EM Algorithm and its usage (Part 2)
EM algorithm is discussed in the previous post related to the tossing of coins. The same algorithm is quite helpful in many other Machine Learning (ML) applications. EM algorithm can be used in missing value imputation, topic modelling (variational EM), anomaly detection, clustering etc. In this post, I am going to discuss how the EM algorithm can be used in clustering.

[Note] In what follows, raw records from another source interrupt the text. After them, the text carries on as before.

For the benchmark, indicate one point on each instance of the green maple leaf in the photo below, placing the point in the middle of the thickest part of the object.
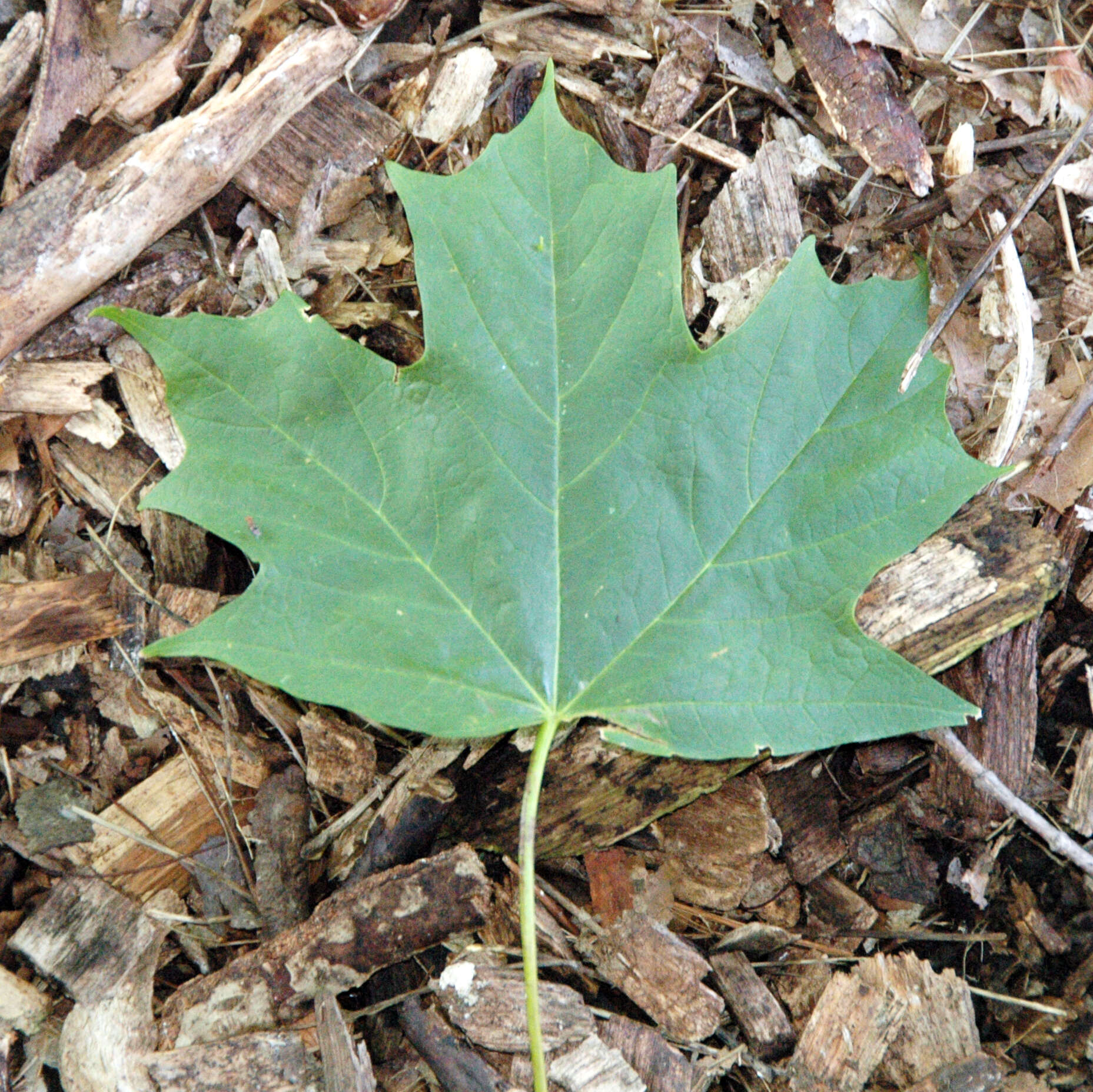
(565, 508)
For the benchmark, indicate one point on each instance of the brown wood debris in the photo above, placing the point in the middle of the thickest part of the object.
(206, 884)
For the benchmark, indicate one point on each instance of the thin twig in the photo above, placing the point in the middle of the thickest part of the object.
(988, 256)
(988, 783)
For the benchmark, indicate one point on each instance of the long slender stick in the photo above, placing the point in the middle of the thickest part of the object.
(529, 809)
(981, 267)
(988, 783)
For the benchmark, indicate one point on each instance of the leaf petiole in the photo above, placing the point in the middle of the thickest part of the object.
(529, 809)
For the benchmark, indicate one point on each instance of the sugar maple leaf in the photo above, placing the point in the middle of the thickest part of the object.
(565, 508)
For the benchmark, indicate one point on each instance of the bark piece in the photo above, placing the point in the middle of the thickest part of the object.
(344, 1068)
(660, 973)
(455, 1064)
(55, 387)
(87, 937)
(710, 845)
(457, 95)
(985, 572)
(695, 142)
(678, 81)
(145, 391)
(1080, 800)
(23, 1007)
(595, 1067)
(263, 1061)
(755, 218)
(832, 901)
(72, 78)
(807, 813)
(107, 480)
(1002, 682)
(341, 758)
(846, 1037)
(145, 88)
(150, 289)
(170, 807)
(361, 928)
(180, 549)
(338, 131)
(560, 38)
(487, 1004)
(940, 1023)
(594, 794)
(765, 1027)
(862, 95)
(18, 54)
(279, 821)
(43, 617)
(655, 1061)
(78, 229)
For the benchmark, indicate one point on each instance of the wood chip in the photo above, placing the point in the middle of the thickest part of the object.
(263, 1061)
(43, 617)
(361, 928)
(78, 229)
(986, 571)
(144, 391)
(457, 95)
(765, 1027)
(660, 973)
(755, 218)
(57, 387)
(594, 1067)
(488, 1005)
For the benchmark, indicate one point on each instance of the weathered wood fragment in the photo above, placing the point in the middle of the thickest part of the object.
(151, 84)
(856, 85)
(487, 1004)
(43, 617)
(940, 1024)
(150, 289)
(105, 480)
(72, 78)
(18, 54)
(85, 936)
(144, 391)
(344, 1069)
(846, 1037)
(755, 218)
(660, 973)
(654, 1060)
(78, 229)
(595, 1067)
(807, 813)
(341, 758)
(985, 572)
(338, 131)
(563, 39)
(1080, 800)
(279, 821)
(171, 808)
(57, 387)
(261, 1061)
(455, 1064)
(710, 846)
(833, 902)
(594, 794)
(765, 1027)
(23, 1007)
(693, 141)
(361, 928)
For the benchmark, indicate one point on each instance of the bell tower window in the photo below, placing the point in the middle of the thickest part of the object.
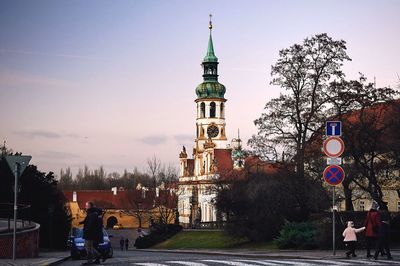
(212, 109)
(202, 110)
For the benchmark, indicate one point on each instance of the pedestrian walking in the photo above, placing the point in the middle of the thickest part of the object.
(383, 236)
(93, 233)
(372, 224)
(121, 243)
(126, 243)
(350, 238)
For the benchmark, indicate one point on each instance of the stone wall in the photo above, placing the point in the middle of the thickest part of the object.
(27, 243)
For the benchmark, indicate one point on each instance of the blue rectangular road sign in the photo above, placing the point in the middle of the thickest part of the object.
(333, 128)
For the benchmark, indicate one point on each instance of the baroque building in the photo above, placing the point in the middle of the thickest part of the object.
(212, 154)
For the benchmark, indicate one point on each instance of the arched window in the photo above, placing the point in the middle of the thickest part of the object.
(212, 109)
(202, 110)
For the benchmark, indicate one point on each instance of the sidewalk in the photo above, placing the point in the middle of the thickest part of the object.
(272, 254)
(54, 258)
(45, 258)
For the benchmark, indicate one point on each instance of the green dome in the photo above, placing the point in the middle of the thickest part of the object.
(210, 89)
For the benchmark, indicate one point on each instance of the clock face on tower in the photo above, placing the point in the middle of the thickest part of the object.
(212, 131)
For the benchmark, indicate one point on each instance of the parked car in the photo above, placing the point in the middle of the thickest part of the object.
(77, 244)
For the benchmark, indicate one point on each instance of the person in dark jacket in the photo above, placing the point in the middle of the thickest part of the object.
(126, 244)
(383, 236)
(93, 233)
(372, 224)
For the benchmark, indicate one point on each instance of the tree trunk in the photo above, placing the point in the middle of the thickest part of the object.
(348, 197)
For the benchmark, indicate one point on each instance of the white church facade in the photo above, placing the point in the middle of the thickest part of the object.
(212, 153)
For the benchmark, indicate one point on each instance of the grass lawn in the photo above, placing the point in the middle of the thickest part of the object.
(209, 240)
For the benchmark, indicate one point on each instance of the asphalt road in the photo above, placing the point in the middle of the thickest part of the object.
(142, 258)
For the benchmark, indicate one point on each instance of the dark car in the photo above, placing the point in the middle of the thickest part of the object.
(77, 244)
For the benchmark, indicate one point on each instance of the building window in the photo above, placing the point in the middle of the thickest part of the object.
(362, 205)
(212, 109)
(202, 110)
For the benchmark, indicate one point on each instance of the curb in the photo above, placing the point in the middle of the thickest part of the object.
(56, 262)
(248, 255)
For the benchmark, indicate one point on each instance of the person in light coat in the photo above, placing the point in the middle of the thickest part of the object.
(350, 238)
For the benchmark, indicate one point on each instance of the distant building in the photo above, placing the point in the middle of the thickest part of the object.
(125, 208)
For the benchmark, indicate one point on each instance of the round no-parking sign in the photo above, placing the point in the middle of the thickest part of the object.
(333, 175)
(333, 147)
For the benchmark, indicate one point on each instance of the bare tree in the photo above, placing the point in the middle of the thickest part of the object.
(154, 167)
(304, 71)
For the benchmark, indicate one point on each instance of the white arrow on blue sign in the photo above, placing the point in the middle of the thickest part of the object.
(333, 128)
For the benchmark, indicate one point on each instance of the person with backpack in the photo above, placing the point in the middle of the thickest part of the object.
(383, 236)
(350, 238)
(126, 244)
(372, 224)
(93, 233)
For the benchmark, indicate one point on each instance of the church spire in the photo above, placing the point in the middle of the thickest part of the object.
(210, 88)
(210, 56)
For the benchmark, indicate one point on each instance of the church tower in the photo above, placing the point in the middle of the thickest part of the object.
(210, 122)
(211, 154)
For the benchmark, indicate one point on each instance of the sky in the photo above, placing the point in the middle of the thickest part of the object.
(112, 83)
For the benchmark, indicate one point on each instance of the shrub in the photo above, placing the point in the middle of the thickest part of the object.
(158, 235)
(297, 235)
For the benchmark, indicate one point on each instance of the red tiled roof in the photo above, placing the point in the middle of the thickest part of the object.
(253, 165)
(127, 199)
(224, 159)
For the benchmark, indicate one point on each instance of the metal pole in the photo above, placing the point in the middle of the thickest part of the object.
(333, 221)
(16, 174)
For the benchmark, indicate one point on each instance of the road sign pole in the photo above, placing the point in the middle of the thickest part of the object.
(16, 175)
(333, 221)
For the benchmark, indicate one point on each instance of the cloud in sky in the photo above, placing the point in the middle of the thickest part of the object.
(22, 52)
(38, 134)
(27, 80)
(184, 138)
(154, 140)
(57, 155)
(31, 134)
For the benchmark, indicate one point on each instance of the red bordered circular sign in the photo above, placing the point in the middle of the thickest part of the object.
(334, 175)
(333, 147)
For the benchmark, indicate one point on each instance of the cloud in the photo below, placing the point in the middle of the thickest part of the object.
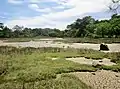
(60, 19)
(37, 8)
(15, 1)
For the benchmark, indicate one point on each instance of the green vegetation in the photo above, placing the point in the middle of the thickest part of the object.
(33, 68)
(26, 68)
(82, 27)
(91, 40)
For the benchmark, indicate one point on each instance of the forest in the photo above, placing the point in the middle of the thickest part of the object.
(82, 27)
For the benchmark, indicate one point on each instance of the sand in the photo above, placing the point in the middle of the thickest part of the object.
(101, 79)
(51, 43)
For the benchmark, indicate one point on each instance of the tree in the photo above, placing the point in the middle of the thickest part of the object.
(80, 26)
(115, 6)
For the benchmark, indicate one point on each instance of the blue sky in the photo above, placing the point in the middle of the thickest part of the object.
(50, 13)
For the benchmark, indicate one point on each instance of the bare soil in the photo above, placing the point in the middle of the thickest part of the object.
(51, 43)
(83, 60)
(101, 79)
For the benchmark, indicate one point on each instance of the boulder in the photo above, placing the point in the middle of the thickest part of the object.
(104, 47)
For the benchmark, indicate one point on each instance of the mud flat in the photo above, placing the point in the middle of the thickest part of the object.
(101, 79)
(50, 43)
(83, 60)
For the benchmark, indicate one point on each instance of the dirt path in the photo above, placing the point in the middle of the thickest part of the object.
(100, 79)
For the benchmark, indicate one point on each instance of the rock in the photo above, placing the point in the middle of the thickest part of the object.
(95, 64)
(104, 47)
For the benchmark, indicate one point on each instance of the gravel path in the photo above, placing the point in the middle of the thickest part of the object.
(100, 79)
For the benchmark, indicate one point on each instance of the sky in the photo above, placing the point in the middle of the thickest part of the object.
(50, 13)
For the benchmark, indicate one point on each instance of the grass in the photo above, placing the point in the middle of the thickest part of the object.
(33, 68)
(92, 40)
(68, 40)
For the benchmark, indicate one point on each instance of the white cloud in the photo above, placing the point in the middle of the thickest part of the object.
(59, 19)
(37, 8)
(15, 1)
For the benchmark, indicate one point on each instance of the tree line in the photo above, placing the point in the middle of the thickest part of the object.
(85, 27)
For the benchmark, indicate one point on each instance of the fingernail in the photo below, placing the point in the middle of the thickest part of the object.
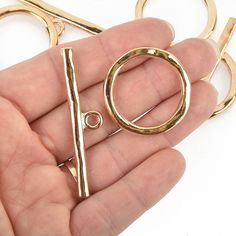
(215, 46)
(171, 27)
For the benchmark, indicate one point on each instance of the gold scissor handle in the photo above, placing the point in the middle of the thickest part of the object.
(231, 65)
(64, 16)
(44, 19)
(211, 9)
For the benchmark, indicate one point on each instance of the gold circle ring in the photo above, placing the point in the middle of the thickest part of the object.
(211, 9)
(47, 22)
(109, 87)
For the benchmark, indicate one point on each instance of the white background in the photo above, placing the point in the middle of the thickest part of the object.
(204, 202)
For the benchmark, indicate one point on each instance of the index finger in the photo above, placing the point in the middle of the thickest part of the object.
(37, 86)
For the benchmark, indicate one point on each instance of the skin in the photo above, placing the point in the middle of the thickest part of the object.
(127, 173)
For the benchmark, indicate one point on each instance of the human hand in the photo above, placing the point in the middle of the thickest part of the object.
(127, 173)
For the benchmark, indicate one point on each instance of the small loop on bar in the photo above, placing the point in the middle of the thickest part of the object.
(60, 26)
(92, 114)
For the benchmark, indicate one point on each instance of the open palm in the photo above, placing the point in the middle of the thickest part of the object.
(127, 173)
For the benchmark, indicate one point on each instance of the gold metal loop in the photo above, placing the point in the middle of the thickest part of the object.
(113, 73)
(211, 9)
(92, 114)
(47, 22)
(64, 16)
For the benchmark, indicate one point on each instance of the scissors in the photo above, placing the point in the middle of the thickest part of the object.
(222, 43)
(52, 18)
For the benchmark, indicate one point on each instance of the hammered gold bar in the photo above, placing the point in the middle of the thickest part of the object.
(64, 16)
(77, 123)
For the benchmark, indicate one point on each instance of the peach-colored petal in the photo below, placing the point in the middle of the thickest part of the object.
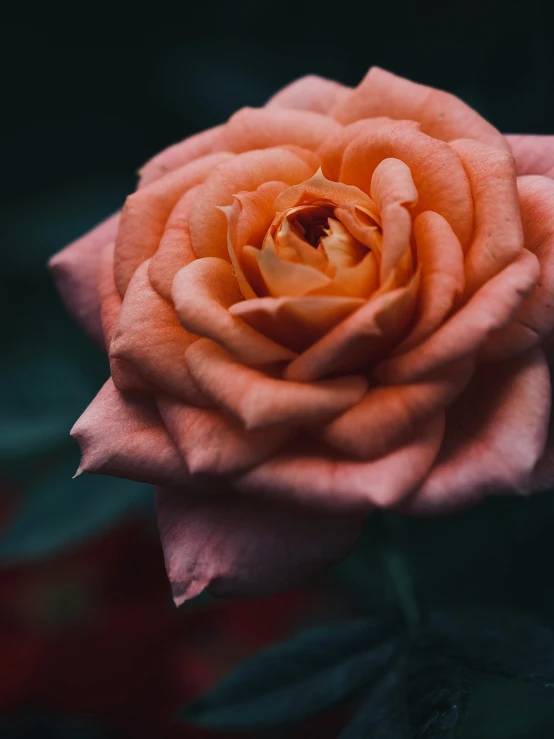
(211, 442)
(208, 225)
(202, 294)
(361, 339)
(441, 114)
(498, 236)
(389, 416)
(237, 546)
(317, 478)
(181, 153)
(145, 213)
(491, 308)
(437, 171)
(149, 337)
(123, 436)
(533, 154)
(75, 272)
(496, 432)
(441, 262)
(295, 322)
(175, 250)
(309, 93)
(260, 401)
(262, 128)
(534, 321)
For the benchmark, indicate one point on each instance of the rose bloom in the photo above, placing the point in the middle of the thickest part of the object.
(336, 302)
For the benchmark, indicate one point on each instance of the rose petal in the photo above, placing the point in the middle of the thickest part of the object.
(496, 432)
(123, 436)
(498, 236)
(361, 339)
(437, 171)
(179, 154)
(295, 322)
(441, 114)
(309, 93)
(534, 321)
(208, 225)
(145, 213)
(75, 272)
(315, 477)
(237, 546)
(202, 294)
(150, 337)
(441, 262)
(260, 401)
(210, 442)
(389, 416)
(534, 154)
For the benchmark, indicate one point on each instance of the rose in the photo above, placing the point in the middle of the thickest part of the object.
(336, 302)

EM Clustering (Gaussian Mixture Model)
We all know that clustering is an unsupervised machine learning method. Hard clustering methods such as KMeans, Hierarchical and DBSCAN etc., attach a single data point to a single cluster only. EM clustering, on the other hand, associates each data point to all clusters with varying degrees of association. That is why, it is also called a soft clustering technique. EM clustering is essentially a Gaussian Mixture Model which assumes that each cluster is generated from some Gaussian. Thus, EM clustering actually generates a model with likelihood scores. To understand the details of this process, we need to understand the math behind it.
Gaussian Mixture
As mentioned above, EM Clustering assumes that clusters are essentially samples drawn from some Gaussian and, if there are K numbers of clusters available, the distribution of the data is essentially a mixture of K Gaussian. This is where the concept of multivariate normal distribution comes into play. The generalized equation of a d-dimensional normal distribution is: $$f_i(x|\mu_i, \Sigma_i)=\frac{1}{(2\pi)^{d/2}|\Sigma_i|^{d/2}}exp\left[-\frac{(x-\mu_i)^T\Sigma_i^{-1}(x-\mu_i)}{2}\right]$$ where $\mu_i$ and $\Sigma_i$ are the mean vector and covariance matrix respectively. As per the mixture model, the probability density function (pdf) of $x$ is the summation of pdf of all the K normals. That is, $$f(x) = \Sigma_{i=1}^Kf_i(x)P(C_i)=\Sigma_{i=1}^Kf_i(x|\mu_i, \Sigma_i)P(C_i)$$ $P(C_i)$ is called the mixture parameter which is a prior probability (probability of occurrence of the $i^{th}$ cluster itself) and it must satisfy the condition $$\Sigma_{i=1}^KP(C_i)=1$$ Thus, the number of parameters to estimate is a set $$\theta = \{\mu_1, \Sigma_1, P(C_1), ... \mu_K, \Sigma_K, P(C_K)\}$$ It is quite easy to understand that the number of parameters to estimate is quite large compared to (say) KMeans Clustering algorithm.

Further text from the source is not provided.